The right hon. Member for Basingstoke (Mrs Miller) made a powerful plea for other parental rights to emerge in such a Bill. I ask that adoptive parents do not suffer any detriment either. If we, as a society, value parenting and recognise its importance, there is no excuse for exclusion. I hope the Minister will forgive me, but I am impatient. Self-employed parents need support now. We know how hard self-employed people work to make their businesses a success.
We heard from the hon. Member for Carshalton and Wallington (Elliot Colburn) about the challenges of the pandemic and how hard people worked to make their businesses thrive. They cannot juggle work around bonding with their child. Ensuring that the right attachments are made is a full-time task.
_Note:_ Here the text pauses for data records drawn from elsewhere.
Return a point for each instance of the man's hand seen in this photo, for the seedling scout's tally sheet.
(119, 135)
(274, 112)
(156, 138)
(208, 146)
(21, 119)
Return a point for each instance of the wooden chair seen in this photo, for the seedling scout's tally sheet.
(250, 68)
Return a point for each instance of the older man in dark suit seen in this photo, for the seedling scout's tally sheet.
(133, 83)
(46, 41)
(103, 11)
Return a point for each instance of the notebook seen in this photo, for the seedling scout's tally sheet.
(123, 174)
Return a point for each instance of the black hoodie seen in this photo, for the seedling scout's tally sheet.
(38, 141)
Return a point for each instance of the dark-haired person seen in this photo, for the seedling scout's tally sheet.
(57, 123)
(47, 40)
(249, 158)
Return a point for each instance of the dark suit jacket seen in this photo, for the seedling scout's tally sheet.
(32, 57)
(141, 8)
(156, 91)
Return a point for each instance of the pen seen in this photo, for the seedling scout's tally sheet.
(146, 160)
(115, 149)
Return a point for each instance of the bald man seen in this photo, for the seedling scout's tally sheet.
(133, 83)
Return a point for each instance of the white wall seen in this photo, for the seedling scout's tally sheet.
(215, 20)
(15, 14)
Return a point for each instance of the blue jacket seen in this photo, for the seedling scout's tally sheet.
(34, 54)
That is why we need to ensure that the self-employed get the financial underpinning to not have to worry about paying their bills, not least at a time when the cost of living is such a challenge to all families.
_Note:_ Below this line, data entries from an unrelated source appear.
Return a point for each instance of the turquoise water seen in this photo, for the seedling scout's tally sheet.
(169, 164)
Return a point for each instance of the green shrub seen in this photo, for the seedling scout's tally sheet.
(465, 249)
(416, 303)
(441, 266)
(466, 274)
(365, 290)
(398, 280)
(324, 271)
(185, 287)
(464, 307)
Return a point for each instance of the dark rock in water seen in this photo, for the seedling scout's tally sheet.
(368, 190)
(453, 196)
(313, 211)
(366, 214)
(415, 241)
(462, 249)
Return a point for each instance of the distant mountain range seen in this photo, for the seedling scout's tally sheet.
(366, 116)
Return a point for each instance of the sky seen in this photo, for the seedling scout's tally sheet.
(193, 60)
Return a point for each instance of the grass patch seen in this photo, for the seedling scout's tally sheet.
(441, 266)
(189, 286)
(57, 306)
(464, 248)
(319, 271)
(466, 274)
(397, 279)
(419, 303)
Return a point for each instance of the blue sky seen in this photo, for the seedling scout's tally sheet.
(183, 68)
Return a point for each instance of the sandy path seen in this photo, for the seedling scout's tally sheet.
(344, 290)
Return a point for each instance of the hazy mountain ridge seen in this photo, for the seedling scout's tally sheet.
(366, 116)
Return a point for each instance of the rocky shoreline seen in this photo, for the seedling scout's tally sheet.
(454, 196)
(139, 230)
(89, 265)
Adoptive parents should not have to go cap in hand to their local authority either. Special guardians, kinship carers and adoptive parents need recognition that they, even more than birth parents, need to be 100% focused on family building. There is time for the Government to carry out a consultation on the Taylor review prior to their promised employment Bill. I ask the Minister to commit to that consultation today.
The 2013 statutory guidance on adoption states in paragraph 9.38 that
“The local authority should consider making a payment of financial support equivalent to the Maternity Allowance to adoptive parents who are ineligible to receive”
statutory adoption pay. Why is it that adoptive parents continually have to chase everything, and dedicate their time to feeding into the bureaucracy and trying to get it to work for them, as opposed to the Government addressing the issue?
Statutory pay will aid the recruitment of potential adopters and will assist in the success and stability of others. We know that 3,000 children are in need of a family. A full consultation was committed to by the Under-Secretary of State for Business, Energy and Industrial Strategy, the hon. Member for Sutton and Cheam (Paul Scully), who has responsibility for parental pay and leave, during his evidence to the Petitions Committee in 2020, but we must include adoption pay, too. The Government have committed to improving adoption, so this is yet another opportunity for them to do so, and I hope the consultation will therefore be inclusive. He said,
“it is crucial to the success of an adoption placement that an adopter takes time off work to care for and bond with their child.”
That must apply to the self-employed as much as to the employed. There is no difference in the eyes of that child, or in that child’s needs.